GX Staking Discount Tiers
Users who stake GX tokens receive a percentage discount on all positive trading fees. The discount applies multiplicatively on top of the volume tier rate:
| Tier | GX Required | Discount |
|---|---|---|
| None | 0 | 0% |
| Bronze | 100 | 3% |
| Silver | 1,000 | 5% |
| Gold | 5,000 | 10% |
| Platinum | 25,000 | 20% |
| Diamond | 100,000 | 30% |
| Elite | 500,000 | 40% |
Fee discount tiers are evaluated in real time based on your current staked balance.
Cooldown Period
When you unstake GX, a 7-day cooldown period begins:
| Phase | Duration | Rewards | Transferable |
|---|---|---|---|
| Staked | Indefinite | Yes | No |
| Cooldown | 7 days | No | No |
| Available | After cooldown | No | Yes |
During the cooldown period, tokens do not earn staking rewards and cannot be transferred or traded. After the cooldown completes, tokens are freely available for transfer, bridging, or re-staking.
The cooldown period serves two purposes:
- Network stability — Prevents sudden mass unstaking that could destabilize fee projections
- Governance integrity — Prevents stake manipulation around governance votes
Governance Rights
Staked GX grants governance voting power on protocol decisions:
| Governance Parameter | Value |
|---|---|
| Voting power | 1 staked GX = 1 vote |
| Proposal submission | Requires 10,000+ veGX |
| Voting period | 5 days |
| Quorum | 1% of veGX supply |
| Pass threshold | >50% of votes (excluding Abstain) |
| Execution delay | 24-hour timelock after passing |
Governable parameters include market listings, fee adjustments, treasury spending, and protocol upgrades.

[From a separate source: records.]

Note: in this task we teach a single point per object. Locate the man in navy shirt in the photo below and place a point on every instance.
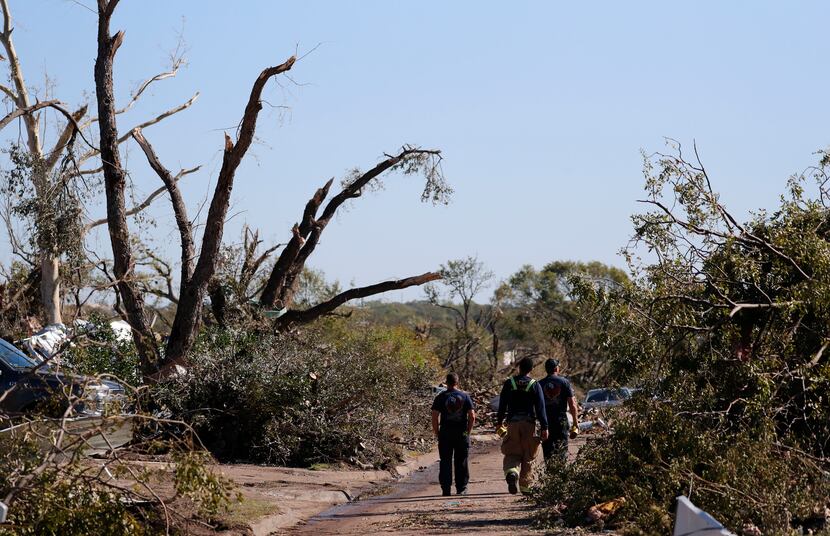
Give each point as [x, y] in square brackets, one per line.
[559, 399]
[521, 401]
[453, 417]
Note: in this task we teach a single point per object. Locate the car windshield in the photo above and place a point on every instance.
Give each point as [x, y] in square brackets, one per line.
[14, 357]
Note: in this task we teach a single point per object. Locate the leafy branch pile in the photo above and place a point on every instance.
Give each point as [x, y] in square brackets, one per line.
[726, 330]
[353, 394]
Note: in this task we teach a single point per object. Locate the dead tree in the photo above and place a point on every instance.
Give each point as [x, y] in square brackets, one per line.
[48, 178]
[281, 286]
[196, 272]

Staking vs. Validator Staking
GX uses a separation of concerns between token staking and validator operation:
| Aspect | GX Staking | Validator Operation |
|---|---|---|
| Purpose | Fee sharing, governance, fee discounts | Block production, consensus participation |
| Requirement | Hold and stake GX tokens | Run validator node hardware |
| Minimum | No minimum | 100,000-500,000 GX (phase-dependent) |
| Slashing | None — staked tokens are not at risk | Yes — downtime and double-signing penalties |
| Delegation | Not applicable (protocol-wide pool) | Planned for Phase 3+ |
| Rewards | 40% of trading fees in USDC (pro-rata) | Block rewards |
This design separates the economic participation layer (staking) from the infrastructure layer (validation), allowing passive token holders to earn without running infrastructure.